With him close above me, looking down at me while I looked up, we were suddenly just simply studying each other. He kissed me. “I’ve been answering E-mail from people who heard about the chapel. Media requests for information. Historical societies wanting to know how they can help. Ruth’s working on that part of it, too. The reaction is a helluva thing. It confirms how many people prize this valley just the way it is.”

“I could have told you that. The chapel didn’t have to burn to prove it. I’m so sorry.”

He tilted his head and eyed me curiously. “Why do you keep saying you’re sorry?”

“It seems a long time since you accused me of anything. I miss being a troublemaker.”

“I can honestly accuse you of changing my life for the better. Of making me happy. Of making yourself such a special part of this family that I don’t know what we’d do without you. What
I’d
do without you. If you want to talk about something, then let’s talk about this.” He cupped my face in his hands. “On the day we finish restoring the chapel, you marry me. Marry me in the chapel, that same day. That’s the best luck we can bring to it.”

“You may not want me, after I tell you the truth.”

He drew back, frowning. “What?”

I took a deep breath. In a slow, halting voice I told him about the fire, and Ella. What I’d seen, what I’d done, what I’d meant to run from. How I’d feared my own sister had set the fire that nearly killed Olivia and damaged the most cherished symbol of his family heritage. He watched me with no outward reaction. I was beyond tears. I wanted to touch him but felt I didn’t have the right to ask for or give simple sympathy.

When I finished speaking he reached into his pants pocket. “I meant to give this back to her tonight,” he said, “but in all the commotion, I forgot.”

He held up Ella’s wedding band.

I stared at the gleaming diamond-and-gold ring. I was afraid to ask, but finally forced the words. “Where did you find it?”

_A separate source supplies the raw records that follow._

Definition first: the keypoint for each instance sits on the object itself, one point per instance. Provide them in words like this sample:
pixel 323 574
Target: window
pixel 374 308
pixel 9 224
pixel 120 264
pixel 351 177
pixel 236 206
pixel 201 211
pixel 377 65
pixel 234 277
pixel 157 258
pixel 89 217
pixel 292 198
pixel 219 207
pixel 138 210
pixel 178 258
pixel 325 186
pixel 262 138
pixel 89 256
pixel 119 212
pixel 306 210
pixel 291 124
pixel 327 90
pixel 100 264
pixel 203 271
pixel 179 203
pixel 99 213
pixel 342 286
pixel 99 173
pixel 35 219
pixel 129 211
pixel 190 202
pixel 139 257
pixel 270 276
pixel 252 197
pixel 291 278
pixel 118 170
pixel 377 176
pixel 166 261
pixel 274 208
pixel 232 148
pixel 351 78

“I dug it out of a melted candle at the chapel.”

I shut my eyes. “You knew all along. You knew she’d been there. That she must be the one I was trying to protect.”

“Yes. I was afraid that was the case.”

I looked at him tearfully. “Why didn’t you say something, at least to me?”

“Because I hoped you’d tell me yourself. That you’d trust me. It took a helluva effort to keep quiet tonight when you started taking the blame.” He bent over me. There were tears in his eyes. “Did you really want to leave me?”